Even More Contamination
Posted by Neal on March 26, 2008
I told Doug the joke that ends with the punchline, “There’s gotta be a pony in here somewhere!” He loved it, and told it to his mom that night. He started out:
Some psychiatrists did an experiment on two kids. One was an optimist, and the other was a pestimist….
He told it to his friends who came over the next day. First he had to explain the unfamiliar vocabulary to them:
An optimist is someone who always looks for the good things. A pestimist is someone who….
Then he proceeded with the joke, telling about how the psychiatrists put the pessimistic boy in a room full of all the best toys, and the optimist in a room full of horse manure. And how when they checked in on the boys a short time later,
The pestimist was just sitting there, not playing with any of the toys.
As Doug finished up with the optimist who was eagerly digging through all the manure and uttering the punchline, I was thinking: What a poorly controlled experiment! The psychiatrists changed two variables: the kids’ dispositions, and the environment they placed them in. These people called themselves scientists?
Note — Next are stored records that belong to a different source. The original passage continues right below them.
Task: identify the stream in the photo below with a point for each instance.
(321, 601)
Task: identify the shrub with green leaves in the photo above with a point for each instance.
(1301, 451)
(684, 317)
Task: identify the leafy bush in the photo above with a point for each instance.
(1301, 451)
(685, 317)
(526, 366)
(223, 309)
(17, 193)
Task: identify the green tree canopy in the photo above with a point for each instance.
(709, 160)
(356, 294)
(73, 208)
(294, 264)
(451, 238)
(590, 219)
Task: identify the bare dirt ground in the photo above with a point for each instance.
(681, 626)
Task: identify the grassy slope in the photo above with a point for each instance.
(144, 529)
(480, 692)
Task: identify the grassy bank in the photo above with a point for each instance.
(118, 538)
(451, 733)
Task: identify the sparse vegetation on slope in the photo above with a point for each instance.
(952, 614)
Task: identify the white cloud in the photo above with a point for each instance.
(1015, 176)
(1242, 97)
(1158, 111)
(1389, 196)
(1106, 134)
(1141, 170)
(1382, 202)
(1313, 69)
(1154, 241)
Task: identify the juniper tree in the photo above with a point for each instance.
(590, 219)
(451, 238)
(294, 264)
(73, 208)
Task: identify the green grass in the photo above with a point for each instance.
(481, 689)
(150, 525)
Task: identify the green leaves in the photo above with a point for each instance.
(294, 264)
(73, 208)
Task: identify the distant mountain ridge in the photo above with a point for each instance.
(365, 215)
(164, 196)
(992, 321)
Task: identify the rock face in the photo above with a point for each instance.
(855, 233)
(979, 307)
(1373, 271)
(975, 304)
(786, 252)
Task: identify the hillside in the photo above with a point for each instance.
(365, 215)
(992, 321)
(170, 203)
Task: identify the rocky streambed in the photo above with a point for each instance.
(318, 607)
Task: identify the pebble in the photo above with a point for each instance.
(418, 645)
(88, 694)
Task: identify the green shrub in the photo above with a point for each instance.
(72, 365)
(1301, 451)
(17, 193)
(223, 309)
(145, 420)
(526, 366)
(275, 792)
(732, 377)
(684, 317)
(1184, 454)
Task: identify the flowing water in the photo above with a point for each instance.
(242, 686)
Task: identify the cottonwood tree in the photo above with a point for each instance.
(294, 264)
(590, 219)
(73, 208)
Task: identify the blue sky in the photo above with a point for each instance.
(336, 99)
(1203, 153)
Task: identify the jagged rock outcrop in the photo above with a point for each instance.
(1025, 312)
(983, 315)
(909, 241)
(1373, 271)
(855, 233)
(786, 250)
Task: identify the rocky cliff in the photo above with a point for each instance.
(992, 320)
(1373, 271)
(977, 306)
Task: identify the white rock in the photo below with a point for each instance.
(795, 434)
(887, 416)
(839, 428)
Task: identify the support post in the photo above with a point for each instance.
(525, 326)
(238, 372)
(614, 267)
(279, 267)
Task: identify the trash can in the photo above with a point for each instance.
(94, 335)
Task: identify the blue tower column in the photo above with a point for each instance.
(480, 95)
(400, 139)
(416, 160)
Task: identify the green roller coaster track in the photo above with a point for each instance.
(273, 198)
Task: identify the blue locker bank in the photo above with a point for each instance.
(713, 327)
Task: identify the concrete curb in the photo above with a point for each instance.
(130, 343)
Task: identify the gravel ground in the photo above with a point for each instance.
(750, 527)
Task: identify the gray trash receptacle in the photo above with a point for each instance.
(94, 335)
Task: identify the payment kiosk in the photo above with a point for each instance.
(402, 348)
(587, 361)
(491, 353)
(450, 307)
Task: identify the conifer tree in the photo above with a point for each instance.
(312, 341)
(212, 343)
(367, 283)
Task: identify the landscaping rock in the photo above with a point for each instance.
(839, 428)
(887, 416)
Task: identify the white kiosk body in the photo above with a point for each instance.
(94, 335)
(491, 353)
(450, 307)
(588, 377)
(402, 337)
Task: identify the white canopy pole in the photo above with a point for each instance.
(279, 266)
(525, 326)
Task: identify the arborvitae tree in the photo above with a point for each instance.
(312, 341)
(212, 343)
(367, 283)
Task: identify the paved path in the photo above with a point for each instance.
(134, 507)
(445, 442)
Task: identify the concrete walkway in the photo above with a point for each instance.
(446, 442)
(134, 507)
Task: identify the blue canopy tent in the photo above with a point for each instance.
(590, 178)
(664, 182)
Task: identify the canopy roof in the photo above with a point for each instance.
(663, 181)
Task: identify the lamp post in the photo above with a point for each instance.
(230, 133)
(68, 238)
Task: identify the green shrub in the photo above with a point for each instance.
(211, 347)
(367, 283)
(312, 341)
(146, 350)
Oh, and I also concluded that pestimist was not a slip of the tongue on Doug’s part. This is another case of contamination! We have our two words that sound somewhat alike, with related meanings: optimist, pessimist. And we have one of them becoming even more like the other one phonetically: pessimist –> pestimist.
Longtime readers may remember me talking about contamination with Adam’s counting, or with Doug’s pronunciation of appendix. And while I’m on the subject, here’s one more that I heard from Doug back in the fall: His piano teacher was teaching him about legato and staccato, but when Doug told me about it, he talked about legato and stegato.
It looks like he’s not alone for either kind of contamination: I find Google hits for both pestimist and stegato.
But back to optimists and pestimists: I hypothesized that Doug had interpreted the string -timist as a morpheme meaning something like “outlook on life”, and had op- and pes- with the positive and negative meanings. However, when I wrote both words (with his spelling) and asked him to circle the part that they had in common, he surprised me by circling only -mist. He explained that he got the pesti- part by thinking there must be some connection between this word and the standalone word pest. So it sounds like this is a case of contamination aided and abetted by some folk etymology.